We are a family of chicken lovers. But buying good quality, organic chicken can be quite spendy if you are buying choice cuts like boneless, skinless breasts. I’ve found that we get the most bang for our chicken buck when I roast a whole chicken in the oven. I can usually get three meals out of the meat alone, and then I throw all the bones, skin, and organs in the crock pot and end up with at least 6 cups of incredible homemade chicken stock. So really, whole chickens for our family are a no-brainer. I buy organic whole chickens at Costco and just throw them in the freezer. The secret, in my opinion, is brining the bird. If you’ve never brined poultry before, it’s really quite simple. It involves soaking the chicken in a bath of a sugar/salt solution in order to impart some flavor to what could otherwise be pretty bland meat. So here is the Burden Family’s favorite recipe for the perfect roast chicken.
Perfect Roast Chicken
- 1 whole, organic chicken, rinsed, organs removed
- 4 cups water
- 1/2 cup kosher salt
- 1/2 cup brown sugar
- 4 cloves garlic, smashed
- 1 Tablespoon whole peppercorns
- 2-3 sprigs fresh thyme (optional)
- 2 Tablespoons butter
- Rinse bird and place in a large mixing bowl breast side down. The bird should fit inside completely.

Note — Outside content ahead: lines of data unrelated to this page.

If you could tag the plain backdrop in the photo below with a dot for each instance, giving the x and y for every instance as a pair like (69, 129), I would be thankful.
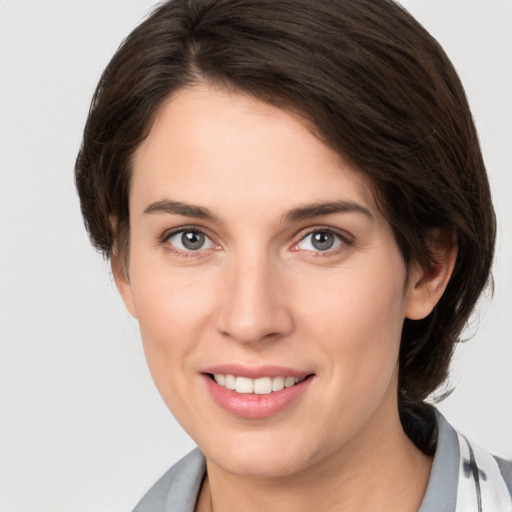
(82, 427)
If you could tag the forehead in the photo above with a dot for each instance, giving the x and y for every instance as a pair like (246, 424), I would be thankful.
(206, 143)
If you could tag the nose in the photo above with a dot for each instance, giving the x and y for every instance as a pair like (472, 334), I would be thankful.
(254, 306)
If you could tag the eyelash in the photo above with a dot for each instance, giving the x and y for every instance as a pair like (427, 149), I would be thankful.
(164, 240)
(344, 239)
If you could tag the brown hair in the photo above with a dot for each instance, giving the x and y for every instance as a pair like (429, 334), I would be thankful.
(375, 86)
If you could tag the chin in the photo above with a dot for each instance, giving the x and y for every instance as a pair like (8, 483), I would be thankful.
(260, 458)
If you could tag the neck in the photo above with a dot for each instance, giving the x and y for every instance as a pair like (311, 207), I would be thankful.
(381, 470)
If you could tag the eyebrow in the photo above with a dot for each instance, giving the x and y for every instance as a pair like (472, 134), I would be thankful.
(167, 206)
(318, 209)
(179, 208)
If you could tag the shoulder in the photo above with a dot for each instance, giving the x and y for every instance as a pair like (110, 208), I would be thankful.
(484, 480)
(178, 488)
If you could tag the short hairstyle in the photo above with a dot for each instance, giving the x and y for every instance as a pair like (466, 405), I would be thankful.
(372, 84)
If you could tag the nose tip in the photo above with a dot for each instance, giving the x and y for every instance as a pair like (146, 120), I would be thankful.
(252, 309)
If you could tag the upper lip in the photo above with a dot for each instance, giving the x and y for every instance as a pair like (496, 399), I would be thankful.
(256, 372)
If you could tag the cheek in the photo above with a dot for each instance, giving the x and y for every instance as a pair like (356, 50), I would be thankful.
(172, 309)
(358, 320)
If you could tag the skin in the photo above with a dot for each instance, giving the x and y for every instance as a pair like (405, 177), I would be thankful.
(259, 293)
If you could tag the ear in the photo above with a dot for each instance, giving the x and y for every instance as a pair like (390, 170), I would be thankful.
(122, 280)
(426, 286)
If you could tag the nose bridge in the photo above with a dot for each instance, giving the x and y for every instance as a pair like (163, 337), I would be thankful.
(253, 308)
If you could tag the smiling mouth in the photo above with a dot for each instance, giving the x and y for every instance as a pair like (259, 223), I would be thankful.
(260, 386)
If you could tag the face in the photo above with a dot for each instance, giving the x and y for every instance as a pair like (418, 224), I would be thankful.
(268, 287)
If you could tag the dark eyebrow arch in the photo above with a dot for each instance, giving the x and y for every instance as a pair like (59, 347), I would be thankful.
(318, 209)
(179, 208)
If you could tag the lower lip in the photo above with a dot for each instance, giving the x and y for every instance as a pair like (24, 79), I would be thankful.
(255, 406)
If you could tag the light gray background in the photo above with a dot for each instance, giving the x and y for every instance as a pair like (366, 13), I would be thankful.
(81, 425)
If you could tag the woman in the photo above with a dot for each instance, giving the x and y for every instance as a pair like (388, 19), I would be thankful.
(297, 212)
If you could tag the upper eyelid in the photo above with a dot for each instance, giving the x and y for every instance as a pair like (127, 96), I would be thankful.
(343, 234)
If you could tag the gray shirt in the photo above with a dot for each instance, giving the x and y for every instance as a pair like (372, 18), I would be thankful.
(178, 489)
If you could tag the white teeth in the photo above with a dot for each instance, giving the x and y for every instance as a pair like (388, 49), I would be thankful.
(261, 386)
(277, 383)
(244, 385)
(230, 382)
(289, 382)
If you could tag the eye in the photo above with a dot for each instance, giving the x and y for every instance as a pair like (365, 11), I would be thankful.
(320, 241)
(189, 240)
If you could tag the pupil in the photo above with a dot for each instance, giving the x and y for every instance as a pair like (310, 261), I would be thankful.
(192, 240)
(323, 241)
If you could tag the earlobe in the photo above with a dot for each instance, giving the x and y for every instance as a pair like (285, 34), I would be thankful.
(122, 281)
(426, 286)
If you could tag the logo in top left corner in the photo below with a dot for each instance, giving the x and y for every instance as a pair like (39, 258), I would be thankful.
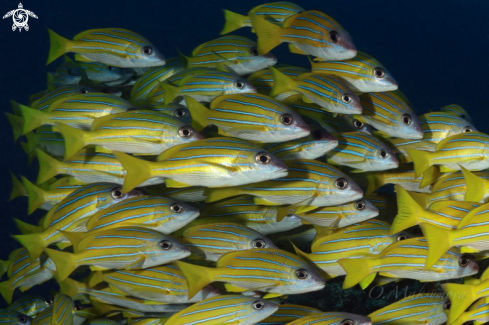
(20, 17)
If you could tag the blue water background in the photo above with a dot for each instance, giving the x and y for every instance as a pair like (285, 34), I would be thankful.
(438, 51)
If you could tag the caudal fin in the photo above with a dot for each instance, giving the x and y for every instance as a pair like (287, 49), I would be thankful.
(476, 186)
(356, 270)
(137, 170)
(269, 34)
(233, 21)
(408, 211)
(65, 262)
(197, 277)
(58, 46)
(439, 242)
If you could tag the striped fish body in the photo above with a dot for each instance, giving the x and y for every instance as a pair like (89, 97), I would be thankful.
(148, 84)
(332, 318)
(439, 126)
(77, 111)
(468, 150)
(313, 113)
(367, 238)
(391, 114)
(308, 183)
(339, 216)
(235, 53)
(119, 248)
(244, 211)
(315, 145)
(401, 147)
(153, 212)
(406, 259)
(203, 85)
(363, 152)
(287, 313)
(331, 94)
(457, 110)
(263, 79)
(308, 32)
(72, 214)
(264, 269)
(253, 117)
(142, 132)
(225, 309)
(426, 308)
(164, 283)
(362, 74)
(112, 46)
(12, 317)
(30, 305)
(212, 241)
(59, 93)
(479, 313)
(209, 162)
(63, 310)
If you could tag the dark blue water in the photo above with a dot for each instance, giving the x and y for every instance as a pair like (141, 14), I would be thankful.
(436, 50)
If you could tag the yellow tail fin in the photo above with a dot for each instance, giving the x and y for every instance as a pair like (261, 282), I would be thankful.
(198, 113)
(75, 139)
(48, 167)
(137, 170)
(269, 34)
(58, 47)
(18, 189)
(65, 262)
(461, 296)
(439, 242)
(232, 22)
(34, 243)
(281, 82)
(408, 211)
(476, 186)
(32, 118)
(197, 276)
(356, 270)
(35, 194)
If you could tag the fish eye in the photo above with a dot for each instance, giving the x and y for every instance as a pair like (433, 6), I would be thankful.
(358, 124)
(147, 50)
(254, 51)
(259, 243)
(117, 193)
(301, 274)
(335, 37)
(180, 112)
(341, 183)
(447, 305)
(165, 244)
(346, 98)
(383, 154)
(361, 205)
(186, 132)
(263, 158)
(406, 119)
(287, 119)
(258, 305)
(22, 318)
(379, 72)
(239, 84)
(177, 208)
(464, 260)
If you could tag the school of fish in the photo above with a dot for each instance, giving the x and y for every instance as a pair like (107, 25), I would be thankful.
(207, 188)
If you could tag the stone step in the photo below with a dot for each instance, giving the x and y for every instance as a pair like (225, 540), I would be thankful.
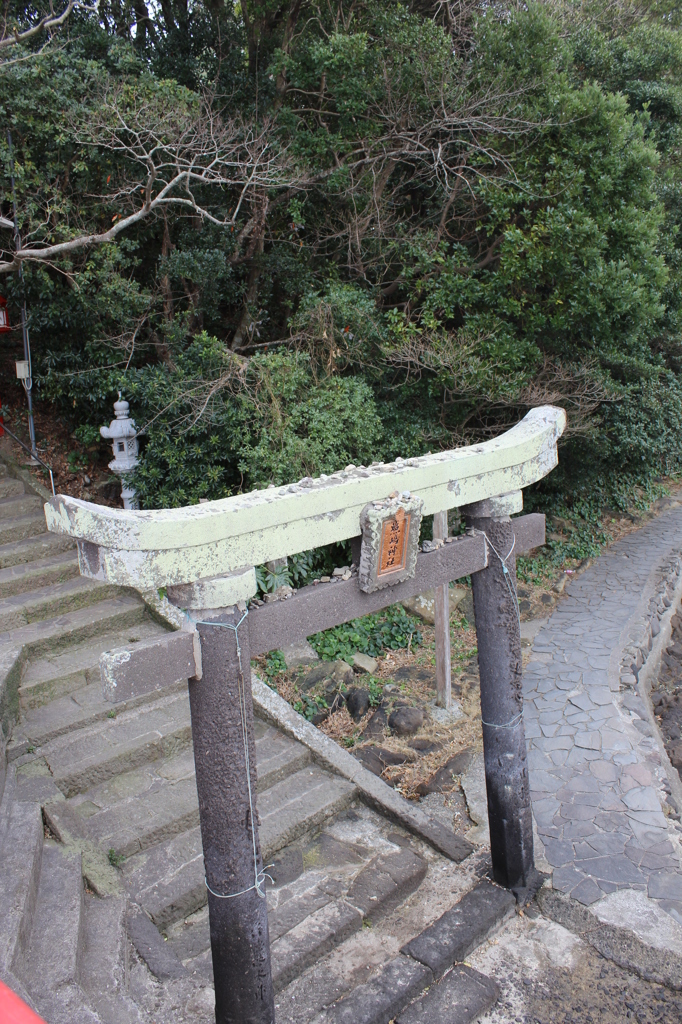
(427, 982)
(46, 602)
(168, 880)
(98, 752)
(463, 996)
(34, 548)
(9, 487)
(22, 526)
(53, 635)
(20, 854)
(103, 964)
(49, 678)
(158, 802)
(19, 505)
(52, 956)
(32, 576)
(310, 914)
(79, 710)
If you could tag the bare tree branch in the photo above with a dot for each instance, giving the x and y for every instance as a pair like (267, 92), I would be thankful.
(51, 22)
(173, 157)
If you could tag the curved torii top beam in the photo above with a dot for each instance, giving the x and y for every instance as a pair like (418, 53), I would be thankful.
(166, 547)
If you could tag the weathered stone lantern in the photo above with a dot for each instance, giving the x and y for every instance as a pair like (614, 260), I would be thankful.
(123, 434)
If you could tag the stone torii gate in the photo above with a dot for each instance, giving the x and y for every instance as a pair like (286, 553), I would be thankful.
(203, 557)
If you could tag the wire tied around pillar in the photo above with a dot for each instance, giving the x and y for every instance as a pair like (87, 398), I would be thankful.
(259, 877)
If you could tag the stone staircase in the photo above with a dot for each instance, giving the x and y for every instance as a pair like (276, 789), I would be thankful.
(102, 898)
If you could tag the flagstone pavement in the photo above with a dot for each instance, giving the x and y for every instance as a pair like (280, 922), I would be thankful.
(597, 767)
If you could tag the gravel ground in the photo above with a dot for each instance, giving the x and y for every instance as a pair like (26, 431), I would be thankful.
(547, 975)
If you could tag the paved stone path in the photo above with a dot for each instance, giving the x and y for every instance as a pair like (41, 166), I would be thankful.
(597, 775)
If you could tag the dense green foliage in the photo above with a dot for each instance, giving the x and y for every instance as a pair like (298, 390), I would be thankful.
(390, 630)
(470, 210)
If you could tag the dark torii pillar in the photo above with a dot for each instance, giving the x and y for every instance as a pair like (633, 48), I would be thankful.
(225, 760)
(499, 641)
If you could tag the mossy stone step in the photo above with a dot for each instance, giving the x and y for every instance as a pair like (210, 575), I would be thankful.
(51, 635)
(98, 752)
(22, 526)
(28, 577)
(32, 549)
(9, 487)
(45, 602)
(168, 880)
(20, 505)
(141, 808)
(50, 678)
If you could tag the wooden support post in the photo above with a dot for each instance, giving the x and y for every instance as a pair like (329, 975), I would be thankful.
(498, 633)
(225, 760)
(441, 614)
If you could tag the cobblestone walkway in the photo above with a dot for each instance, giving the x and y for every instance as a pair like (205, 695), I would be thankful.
(597, 778)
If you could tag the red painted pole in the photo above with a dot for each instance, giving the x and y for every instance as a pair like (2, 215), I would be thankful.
(14, 1011)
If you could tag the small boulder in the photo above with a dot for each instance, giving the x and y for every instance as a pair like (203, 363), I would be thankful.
(357, 702)
(443, 779)
(339, 672)
(415, 674)
(424, 745)
(406, 721)
(423, 605)
(377, 724)
(342, 674)
(315, 675)
(301, 653)
(375, 759)
(364, 664)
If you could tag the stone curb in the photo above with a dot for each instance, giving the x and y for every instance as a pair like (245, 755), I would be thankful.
(617, 944)
(648, 674)
(450, 939)
(146, 939)
(372, 790)
(460, 996)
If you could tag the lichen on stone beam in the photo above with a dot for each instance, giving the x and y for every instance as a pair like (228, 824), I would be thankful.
(165, 547)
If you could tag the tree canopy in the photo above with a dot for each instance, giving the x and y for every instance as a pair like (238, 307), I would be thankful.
(298, 235)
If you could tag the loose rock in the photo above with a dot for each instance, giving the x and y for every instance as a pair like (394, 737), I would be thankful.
(443, 779)
(363, 663)
(377, 724)
(357, 702)
(406, 721)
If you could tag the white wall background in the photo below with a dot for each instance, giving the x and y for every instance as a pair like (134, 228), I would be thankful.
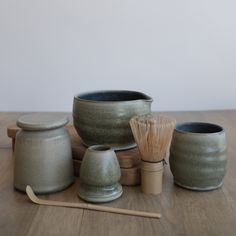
(182, 53)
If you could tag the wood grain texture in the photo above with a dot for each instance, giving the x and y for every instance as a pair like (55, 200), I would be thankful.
(183, 212)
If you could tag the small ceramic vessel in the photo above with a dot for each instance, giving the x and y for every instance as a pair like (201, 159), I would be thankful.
(102, 117)
(99, 175)
(198, 156)
(42, 154)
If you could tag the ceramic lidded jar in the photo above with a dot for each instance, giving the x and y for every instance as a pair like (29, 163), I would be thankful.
(198, 156)
(42, 154)
(99, 175)
(102, 117)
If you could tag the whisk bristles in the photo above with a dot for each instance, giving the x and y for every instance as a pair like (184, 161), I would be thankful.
(153, 134)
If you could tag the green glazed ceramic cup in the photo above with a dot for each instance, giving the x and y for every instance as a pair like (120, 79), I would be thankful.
(99, 175)
(102, 117)
(198, 156)
(42, 157)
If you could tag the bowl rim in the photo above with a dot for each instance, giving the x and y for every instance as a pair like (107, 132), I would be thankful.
(212, 125)
(145, 96)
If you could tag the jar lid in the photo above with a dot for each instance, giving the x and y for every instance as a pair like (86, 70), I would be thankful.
(42, 121)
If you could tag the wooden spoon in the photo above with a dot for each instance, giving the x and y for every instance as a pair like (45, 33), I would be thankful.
(39, 201)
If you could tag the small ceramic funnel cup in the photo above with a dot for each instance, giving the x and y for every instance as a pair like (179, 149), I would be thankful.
(99, 175)
(151, 177)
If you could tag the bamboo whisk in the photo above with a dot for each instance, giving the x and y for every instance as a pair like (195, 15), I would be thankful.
(153, 134)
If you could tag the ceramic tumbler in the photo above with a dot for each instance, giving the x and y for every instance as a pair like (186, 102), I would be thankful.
(198, 156)
(42, 157)
(99, 175)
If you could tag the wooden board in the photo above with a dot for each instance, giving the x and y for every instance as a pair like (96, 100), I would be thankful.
(129, 160)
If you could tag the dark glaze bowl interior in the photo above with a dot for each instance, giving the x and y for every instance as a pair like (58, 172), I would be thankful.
(113, 96)
(198, 127)
(102, 117)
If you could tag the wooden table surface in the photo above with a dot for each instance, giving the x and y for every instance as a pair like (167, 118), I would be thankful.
(183, 212)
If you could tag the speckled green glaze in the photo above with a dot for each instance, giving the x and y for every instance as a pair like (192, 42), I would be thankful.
(198, 156)
(42, 157)
(103, 117)
(99, 175)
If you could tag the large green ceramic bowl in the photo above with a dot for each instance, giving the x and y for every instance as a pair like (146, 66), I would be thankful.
(198, 156)
(102, 117)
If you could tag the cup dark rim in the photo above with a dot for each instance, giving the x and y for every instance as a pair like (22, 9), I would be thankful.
(100, 148)
(210, 128)
(78, 97)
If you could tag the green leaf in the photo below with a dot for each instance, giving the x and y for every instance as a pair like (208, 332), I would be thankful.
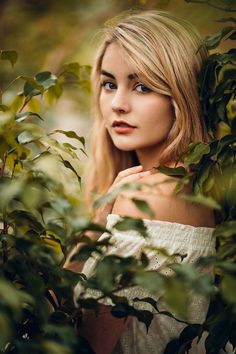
(6, 330)
(68, 165)
(195, 156)
(13, 297)
(203, 200)
(4, 108)
(228, 288)
(46, 79)
(71, 134)
(10, 55)
(214, 40)
(32, 87)
(22, 116)
(144, 207)
(227, 19)
(177, 171)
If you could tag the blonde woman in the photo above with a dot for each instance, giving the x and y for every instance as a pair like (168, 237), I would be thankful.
(147, 112)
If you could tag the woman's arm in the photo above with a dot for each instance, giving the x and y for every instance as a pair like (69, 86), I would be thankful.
(126, 176)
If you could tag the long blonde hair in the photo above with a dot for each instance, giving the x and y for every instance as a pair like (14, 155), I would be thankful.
(168, 52)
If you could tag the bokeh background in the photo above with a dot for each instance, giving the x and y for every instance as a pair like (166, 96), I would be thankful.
(49, 33)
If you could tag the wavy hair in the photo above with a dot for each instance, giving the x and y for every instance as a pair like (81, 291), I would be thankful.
(169, 53)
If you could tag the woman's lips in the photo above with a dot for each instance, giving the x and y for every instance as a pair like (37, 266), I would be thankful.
(121, 127)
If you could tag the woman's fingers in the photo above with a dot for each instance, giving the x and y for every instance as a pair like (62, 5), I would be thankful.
(129, 175)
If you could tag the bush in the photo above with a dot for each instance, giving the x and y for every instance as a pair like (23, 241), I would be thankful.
(41, 219)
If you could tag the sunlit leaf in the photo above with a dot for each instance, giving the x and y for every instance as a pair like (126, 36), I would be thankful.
(22, 116)
(71, 134)
(214, 40)
(68, 165)
(10, 55)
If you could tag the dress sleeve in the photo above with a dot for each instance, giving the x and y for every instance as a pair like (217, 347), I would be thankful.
(125, 244)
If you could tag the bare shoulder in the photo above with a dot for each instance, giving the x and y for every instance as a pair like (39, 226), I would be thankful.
(159, 193)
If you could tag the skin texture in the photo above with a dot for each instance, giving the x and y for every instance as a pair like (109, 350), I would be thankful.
(124, 97)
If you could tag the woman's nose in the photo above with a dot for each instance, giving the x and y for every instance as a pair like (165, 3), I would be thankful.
(120, 102)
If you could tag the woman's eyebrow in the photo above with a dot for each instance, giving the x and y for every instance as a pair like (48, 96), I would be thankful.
(106, 73)
(130, 76)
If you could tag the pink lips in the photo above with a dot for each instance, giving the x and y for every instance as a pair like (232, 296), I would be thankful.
(122, 127)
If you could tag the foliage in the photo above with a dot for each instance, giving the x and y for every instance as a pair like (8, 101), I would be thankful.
(38, 218)
(212, 167)
(41, 219)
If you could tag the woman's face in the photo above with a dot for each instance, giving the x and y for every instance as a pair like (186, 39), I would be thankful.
(136, 117)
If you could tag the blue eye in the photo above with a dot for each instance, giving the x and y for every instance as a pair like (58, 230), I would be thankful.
(142, 88)
(108, 85)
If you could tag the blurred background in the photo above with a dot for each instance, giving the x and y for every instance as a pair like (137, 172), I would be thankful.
(50, 33)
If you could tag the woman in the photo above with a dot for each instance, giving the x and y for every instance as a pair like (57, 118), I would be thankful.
(147, 113)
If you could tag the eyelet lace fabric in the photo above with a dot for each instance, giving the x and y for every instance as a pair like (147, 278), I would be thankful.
(186, 240)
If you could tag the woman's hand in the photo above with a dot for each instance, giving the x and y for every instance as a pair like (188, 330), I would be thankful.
(128, 175)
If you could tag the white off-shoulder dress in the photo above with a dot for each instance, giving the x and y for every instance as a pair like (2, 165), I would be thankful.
(193, 242)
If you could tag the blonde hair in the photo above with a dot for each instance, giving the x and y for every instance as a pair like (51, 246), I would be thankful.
(168, 52)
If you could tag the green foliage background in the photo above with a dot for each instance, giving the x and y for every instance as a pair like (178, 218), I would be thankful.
(42, 215)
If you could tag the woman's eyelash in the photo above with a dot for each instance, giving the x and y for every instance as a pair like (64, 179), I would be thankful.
(106, 83)
(143, 88)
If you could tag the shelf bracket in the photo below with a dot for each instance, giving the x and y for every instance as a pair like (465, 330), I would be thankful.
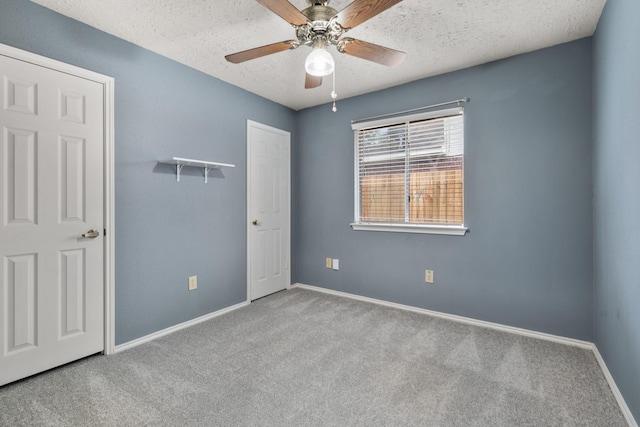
(178, 169)
(206, 166)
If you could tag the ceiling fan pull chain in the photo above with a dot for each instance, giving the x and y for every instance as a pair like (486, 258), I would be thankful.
(334, 95)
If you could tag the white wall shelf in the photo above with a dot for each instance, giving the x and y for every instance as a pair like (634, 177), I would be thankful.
(181, 162)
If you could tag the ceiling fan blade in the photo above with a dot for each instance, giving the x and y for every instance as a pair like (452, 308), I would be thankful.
(257, 52)
(361, 10)
(371, 52)
(312, 81)
(285, 10)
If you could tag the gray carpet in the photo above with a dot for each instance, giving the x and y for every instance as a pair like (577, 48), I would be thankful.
(302, 358)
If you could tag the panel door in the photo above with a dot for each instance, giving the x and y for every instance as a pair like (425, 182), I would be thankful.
(269, 205)
(51, 193)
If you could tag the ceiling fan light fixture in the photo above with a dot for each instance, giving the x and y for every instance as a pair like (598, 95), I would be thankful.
(319, 63)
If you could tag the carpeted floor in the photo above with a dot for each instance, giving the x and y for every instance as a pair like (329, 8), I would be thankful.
(302, 358)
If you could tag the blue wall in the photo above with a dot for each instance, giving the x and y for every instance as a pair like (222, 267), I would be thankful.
(617, 194)
(527, 260)
(165, 231)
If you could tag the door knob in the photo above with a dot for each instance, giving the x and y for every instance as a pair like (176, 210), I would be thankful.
(91, 234)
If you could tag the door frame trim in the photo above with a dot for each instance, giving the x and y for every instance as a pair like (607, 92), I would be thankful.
(252, 124)
(108, 162)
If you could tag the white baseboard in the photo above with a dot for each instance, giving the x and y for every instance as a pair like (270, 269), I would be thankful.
(456, 318)
(614, 389)
(510, 329)
(172, 329)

- In a medium saucepan, combine water, salt, sugar, garlic, peppercorns, and thyme. Bring the solution to a boil. Stir to be sure the sugar and salt are dissolved. Remove from heat.
- Allow the brine to cool a bit. Once it’s stopped steaming, pour the solution over the bird. Soak for at least 5 hours in the refrigerator. I usually make the brine first thing in the morning.
- 2 hours before you plan to eat, preheat your oven to 350. Take the bird out of the brine and discard the liquid. Place the chicken breast side up in a roasting pan (I love my Pampered Chef covered stoneware baker for this).
- Pat the skin dry with a paper towel and rub the butter all over the chicken. Bake at 350 for 90 minutes or until a meat thermometer reads 165 degrees and the skin is golden brown (Just FYI, I never take an internal temperature. You’ll know it’s done when the skin looks amazing and the legs begin to pull away from the body.)
- Let the chicken rest for 15 minutes before carving.
If you plan to make stock from the bones, grab your crock pot as you carve the bird and throw the scraps right in. You can also dump the juices from the roasting pan in as well. I turn my crock pot on right after I get the dishes done and I let it go for about 24 hours (usually on the patio because I hate waking up to the smell of chicken stock in the house!)
I hope you will give this one a try. I promise it won’t disappoint!